Ce faisant, me prêtant avec insolence à la réécriture de l’histoire de ce pan de l’arsenal judiciaire français, j’entretiens à tort une confusion : la « fraude technologique » (typiquement le cas des moteurs soupçonnés d’avoir été cachés dans des vélos) ne relève pas juridiquement du « dopage », au sens où l’entendent le code mondial du sport et le code du sport français. Cette fraude relève du domaine juridique de l’« escroquerie », sanctionnée par le code pénal et du domaine de compétence des « SR » (les sections de recherches, en gendarmerie).

Celles-ci néanmoins, tout comme d’ailleurs les instances nationales et internationales du cyclisme, ont pris l’habitude de consulter sur le sujet l’OCLAESP, dont les conseils sont sollicités et l’expertise connue. « On aide parfois les unités chargées d’enquêter sur des soupçons de fraude technologique à ouvrir les portes qu’il faut, c’est vrai, car on connait bien le sujet », confirme Jean Savarino, expert civil qui travaille pour l’office central, « même si notre cœur de métier dans le sport reste bien sûr le dopage médical ».

Un boxeur à l’OCLAESP

Il n’y a eu par l’OCLAESP aucune interpellation sur le Tour de France depuis 2012 (il s’agissait alors de la première affaire Di Grégorio), mais l’office est présent chaque année. Soit l’office vient nourrir un travail d’investigation qu’un juge lui aurait demandé, soit ses membres sont présents pour entretenir la relation partenariale tissée avec un grand nombre des acteurs du cyclisme. « Cela permet de toute façon de maintenir une pression et une veille permanentes, que nous ayons quelque chose dans le scope ou pas », ajoute Jean Savarino.
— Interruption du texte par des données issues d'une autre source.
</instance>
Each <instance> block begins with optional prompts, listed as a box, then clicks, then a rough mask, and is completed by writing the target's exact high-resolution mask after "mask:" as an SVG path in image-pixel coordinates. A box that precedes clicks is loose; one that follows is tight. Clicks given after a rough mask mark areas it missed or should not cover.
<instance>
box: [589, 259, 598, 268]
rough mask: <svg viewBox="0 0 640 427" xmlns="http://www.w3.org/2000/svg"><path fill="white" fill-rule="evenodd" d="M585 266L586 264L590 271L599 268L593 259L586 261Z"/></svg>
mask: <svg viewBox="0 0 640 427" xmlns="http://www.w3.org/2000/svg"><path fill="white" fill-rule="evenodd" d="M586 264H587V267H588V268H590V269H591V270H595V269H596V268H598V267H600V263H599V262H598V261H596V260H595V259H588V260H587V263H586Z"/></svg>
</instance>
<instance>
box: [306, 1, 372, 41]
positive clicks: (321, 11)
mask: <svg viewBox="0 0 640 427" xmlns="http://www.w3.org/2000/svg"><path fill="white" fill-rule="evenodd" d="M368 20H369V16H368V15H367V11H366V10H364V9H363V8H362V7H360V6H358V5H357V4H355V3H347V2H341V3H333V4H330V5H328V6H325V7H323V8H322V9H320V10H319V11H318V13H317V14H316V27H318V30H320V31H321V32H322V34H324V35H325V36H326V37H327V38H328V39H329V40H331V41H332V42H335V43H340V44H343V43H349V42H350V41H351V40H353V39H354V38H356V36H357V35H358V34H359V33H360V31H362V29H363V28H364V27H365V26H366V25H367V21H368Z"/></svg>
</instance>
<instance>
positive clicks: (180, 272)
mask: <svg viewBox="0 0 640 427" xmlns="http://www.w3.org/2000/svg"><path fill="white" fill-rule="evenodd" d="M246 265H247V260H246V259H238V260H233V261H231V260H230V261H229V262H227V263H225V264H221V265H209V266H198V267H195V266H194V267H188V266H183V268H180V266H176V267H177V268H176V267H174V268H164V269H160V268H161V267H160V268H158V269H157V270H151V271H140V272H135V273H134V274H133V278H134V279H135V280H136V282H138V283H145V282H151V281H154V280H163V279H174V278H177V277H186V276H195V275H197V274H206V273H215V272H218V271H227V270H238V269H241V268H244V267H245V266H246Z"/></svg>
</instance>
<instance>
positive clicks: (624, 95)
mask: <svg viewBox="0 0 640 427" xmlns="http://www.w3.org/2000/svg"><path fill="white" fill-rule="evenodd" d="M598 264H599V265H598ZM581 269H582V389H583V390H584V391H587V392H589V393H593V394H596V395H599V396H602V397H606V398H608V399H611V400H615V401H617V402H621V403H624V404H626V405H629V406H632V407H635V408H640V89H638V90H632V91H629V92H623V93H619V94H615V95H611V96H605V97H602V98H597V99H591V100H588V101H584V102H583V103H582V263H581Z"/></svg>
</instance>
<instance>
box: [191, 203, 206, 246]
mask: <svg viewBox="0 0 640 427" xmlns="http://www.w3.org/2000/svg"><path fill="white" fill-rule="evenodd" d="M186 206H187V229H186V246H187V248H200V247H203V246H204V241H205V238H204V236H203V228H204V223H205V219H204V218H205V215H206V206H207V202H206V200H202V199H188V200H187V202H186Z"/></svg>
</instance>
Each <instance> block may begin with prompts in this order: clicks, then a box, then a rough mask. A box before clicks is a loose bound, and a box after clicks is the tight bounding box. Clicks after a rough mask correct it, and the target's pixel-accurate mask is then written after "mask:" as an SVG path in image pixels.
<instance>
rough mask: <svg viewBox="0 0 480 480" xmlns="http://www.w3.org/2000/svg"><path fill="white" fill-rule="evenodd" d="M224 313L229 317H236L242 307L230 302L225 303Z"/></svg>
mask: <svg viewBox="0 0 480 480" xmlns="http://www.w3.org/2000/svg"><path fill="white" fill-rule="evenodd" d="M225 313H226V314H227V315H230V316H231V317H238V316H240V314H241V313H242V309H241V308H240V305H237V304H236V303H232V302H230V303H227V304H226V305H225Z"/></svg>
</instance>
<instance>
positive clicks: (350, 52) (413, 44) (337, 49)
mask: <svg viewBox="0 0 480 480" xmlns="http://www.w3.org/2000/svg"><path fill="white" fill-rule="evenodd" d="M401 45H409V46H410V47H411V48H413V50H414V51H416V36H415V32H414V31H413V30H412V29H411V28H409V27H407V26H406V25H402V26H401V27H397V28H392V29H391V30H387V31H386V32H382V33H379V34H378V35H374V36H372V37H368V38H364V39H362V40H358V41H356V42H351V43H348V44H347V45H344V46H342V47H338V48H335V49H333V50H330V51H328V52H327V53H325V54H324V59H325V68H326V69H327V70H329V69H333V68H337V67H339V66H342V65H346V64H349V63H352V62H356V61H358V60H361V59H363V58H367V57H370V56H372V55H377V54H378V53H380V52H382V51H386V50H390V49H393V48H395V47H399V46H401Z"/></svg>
Pour entretenir ce contact dans chacun des champs de sa compétence (santé, environnement, sport), l’office s’est adjoint l’expertise de trois conseillers civils, la première venant du ministère de la santé, le deuxième du ministère de l’environnement, le troisième du ministère des sports. Jean Savarino est ce dernier. Il est un ancien athlète de haut niveau, boxeur, 48 fois international sous le maillot tricolore, ancien entraîneur de l’équipe de France olympique de la discipline. Son métier désormais pour l’OCLAESP : être au contact du mouvement sportif, des instances françaises, européennes, mondiales, des comités olympiques, des lieux de formation, des fédérations, des organisateurs d’épreuves, des clubs, des équipes… dans toutes les disciplines sportives.

J’ai déniché ainsi à l’OCLAESP un fil rouge commun à toutes les unités de gendarmerie : l’importance d’avoir un contact régulier avec les gens de terrain, pour obtenir des informations actualisées. Pour faire sérieux, j’aurais pu écrire « pour obtenir du renseignement ». Mais comme je ne suis pas affamé de scoop, tel un idiot je me suis contenté de demander à Jean s’il connaissait le nom du vainqueur de l’étape de demain. Bien évidemment, je garde la réponse pour moi !

Jean-Baptiste Verrier est un « civil » de 32 ans, novice de la gendarmerie nationale qu’il a rejointe voici quelques mois. À travers « Gardiens du Tour », il nous fait découvrir cette institution « de l’intérieur », en même temps qu’il la découvre lui-même.